Tina Anselmi (Castelfranco Veneto, 25 marzo 1927) è una politica e partigiana italiana. È la prima donna ad aver ricoperto la carica di ministro della Repubblica.

Figlia del Veneto cattolico, classe 1927. Ragazzina della Resistenza. Democristiana dal 1944, quando aveva solo 17 anni, e quando anche la Dc aveva appena preso forma. 
Nel Consiglio nazionale del partito dal 1959, quando di anni ne aveva 37, ministro del Lavoro nel terzo governo Andreotti nel 1976, quando ne aveva 54. Eletta sei volte deputato tra il 1968 e il 1987. 
Le date, le stagioni, la regolarità e l'uniformità che scandiscono i suoi primi trent'anni di politica bastano da sole a fare di Tina Anselmi la dramatis persona della nascente democristianità, partigiana ciellenestica e consociativa, solida e materna, identitaria e domestica, nazionale e casalinga. Governante, perché fu questa la vera e dirimente differenza tra la Dc e il Partito Popolare. E però ancora "profumata di tisana, di sonno, di borotalco e di marmellata di prugne", come una volta l'aveva descritta Piero Citati.

Storico contrappasso, o bizzarra coincidenza, doveva essere al femminile, incarnato in una lei, questa lei, il rovescio del potere che ha tenuto il timone in mano per cinquant'anni, come il negativo di una fotografia, se è vero che la Dc, che quel potere plasmò per noi, fu l'unico partito a denominazione femminile. 
Se dare una risposta al Che fare? democristiano all'indomani del trionfo del 18 aprile 1948 aveva imbarazzato lo stesso Alcide De Gasperi, la Anselmi, maggiorenne da un mese, non esitò: "rimbocchiamoci le maniche". 
Leggende. Fiorite però su quella duplicità, essa sì leggendaria, su quella complementarità di maschile e femminile, di princìpi e di abitudine, di visione e di pragmatismo, che furono I'arcanum imperii della politica Dc.




Perfetta così, icona innocente, Tina Anselmi sarebbe passata agli annali come la prima donna italiana chiamata a fare il ministro, secondo l'ansia di catalogazione che affligge il rivendicazionismo femminile e che fa scambiare primati come questo, espressione di fatti statistici, per conquiste sul campo. Invece è passata alla storia della prima Repubblica da improbabile guerriera, la Giovanna d'Arco che avrebbe dovuto trafiggere i mostri degli anni Ottanta. 

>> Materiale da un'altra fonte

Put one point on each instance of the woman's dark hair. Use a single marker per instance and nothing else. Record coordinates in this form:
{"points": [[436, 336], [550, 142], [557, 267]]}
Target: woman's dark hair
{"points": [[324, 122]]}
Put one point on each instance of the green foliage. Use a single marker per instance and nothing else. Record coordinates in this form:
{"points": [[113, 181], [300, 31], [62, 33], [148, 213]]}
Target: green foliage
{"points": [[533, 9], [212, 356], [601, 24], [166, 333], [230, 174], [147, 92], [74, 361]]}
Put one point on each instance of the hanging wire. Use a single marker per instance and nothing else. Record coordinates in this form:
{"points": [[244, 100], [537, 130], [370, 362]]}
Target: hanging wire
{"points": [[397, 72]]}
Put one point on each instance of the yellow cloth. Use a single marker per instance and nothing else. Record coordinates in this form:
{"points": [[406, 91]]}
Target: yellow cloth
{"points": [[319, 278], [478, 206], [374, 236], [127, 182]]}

La presidenza della commissione d'inchiesta parlamentare sulla P2, assegnatale nel 1982, cambiò il suo destino, quanto il moralismo giacobino, la vergogna del potere, l'istinto punitivo e tuttavia accomodante tra le parti, che furono la contraddittoria filosofia inquirente, dopo di allora, di tutte le commissioni parlamentari, cambiarono il corso del guerreggiato consociativismo italiano. 

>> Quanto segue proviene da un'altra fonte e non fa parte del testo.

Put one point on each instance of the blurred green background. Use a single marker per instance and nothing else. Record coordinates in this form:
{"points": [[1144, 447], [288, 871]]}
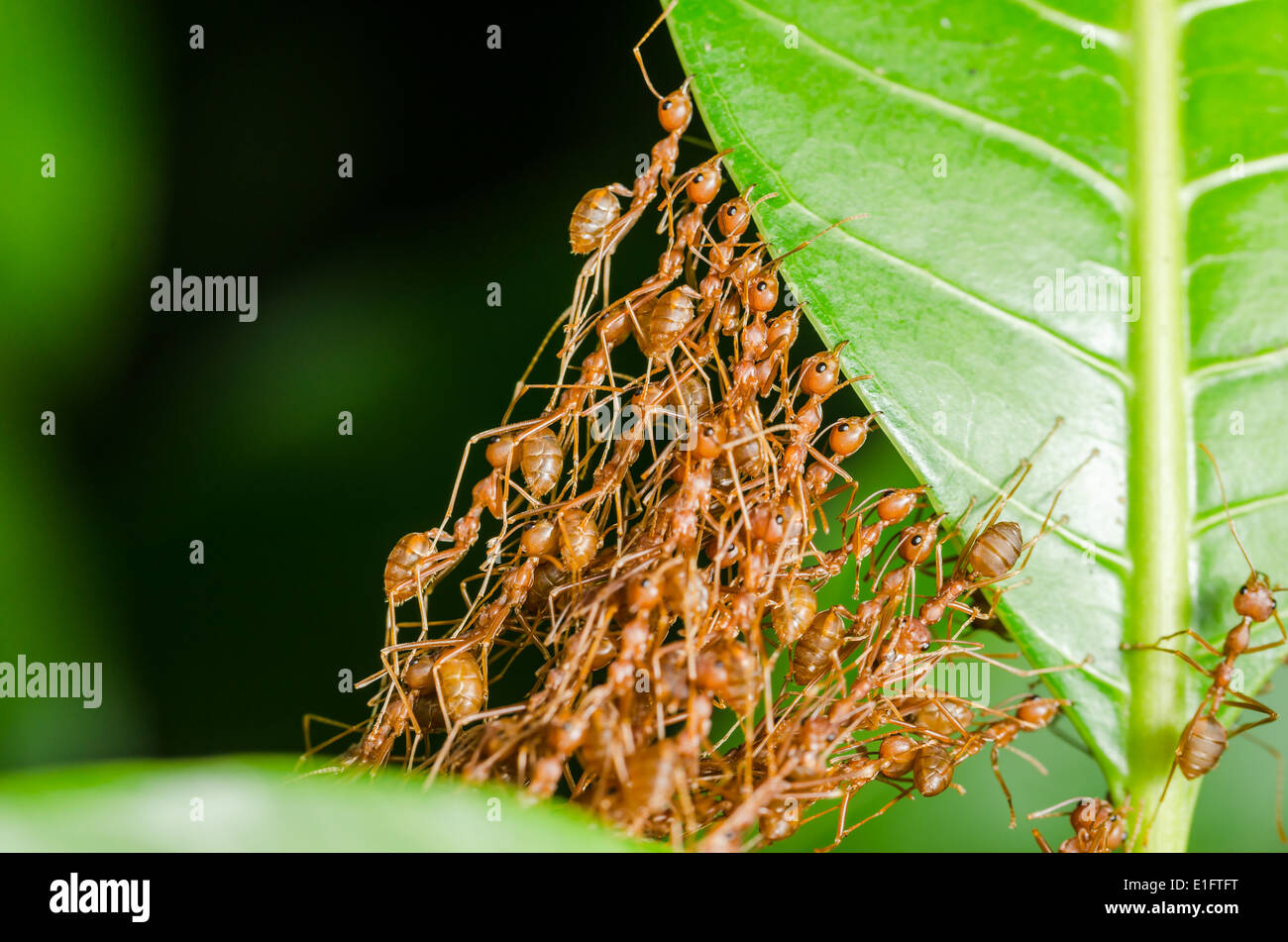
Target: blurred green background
{"points": [[373, 299]]}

Si può discutere se la Dc avesse messo in campo una donna in quel tentativo di colpire la massoneria, quale simbolico, provocatorio, omaggio al familismo cattolico in lotta con il lobbismo laicista o se la Dc, avventurandosi sul terreno minato delle indagini tra le pieghe del potere, avesse scelto il profilo da matriarca di Tina Anselmi come segno del proprio temperato machiavellismo, e come offerta di scambio nei confronti dell'opposizione comunista: suggello femminile di pari opportunità nel gioco, e nei segreti, del potere. 
Fu un po' dell'una cosa e dell'altra, lungo la frontiera "cattocomunista" secondo il neologismo con cui si indicava allora quel coacervo stabile di interessi, di umori e di malumori, che a volte diventava darwinismo sociale a volte cannibalismo politico. 

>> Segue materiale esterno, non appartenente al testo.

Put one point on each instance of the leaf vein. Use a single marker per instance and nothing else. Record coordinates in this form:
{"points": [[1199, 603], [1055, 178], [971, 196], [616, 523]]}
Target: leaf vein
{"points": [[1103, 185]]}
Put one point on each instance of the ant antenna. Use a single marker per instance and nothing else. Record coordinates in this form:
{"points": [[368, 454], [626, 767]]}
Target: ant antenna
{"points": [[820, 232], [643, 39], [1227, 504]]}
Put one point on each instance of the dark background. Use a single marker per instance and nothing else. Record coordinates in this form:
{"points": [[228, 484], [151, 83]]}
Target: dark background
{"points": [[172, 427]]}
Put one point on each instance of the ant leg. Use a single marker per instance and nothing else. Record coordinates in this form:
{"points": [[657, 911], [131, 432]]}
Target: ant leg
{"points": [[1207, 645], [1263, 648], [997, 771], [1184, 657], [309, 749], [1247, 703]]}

Ma era rimasto imprevedibile, e straordinario, che la furbizia contadina della presidente divenisse il controverso modello della futura demonologia politica nazionale, distruttiva e futile. 
I 120 volumi degli atti della commissione che stroncò Licio Gelli e i suoi amici, gli interminabili fogli della Anselmi's list, infatti, cacciavano streghe e acchiappavano fantasmi.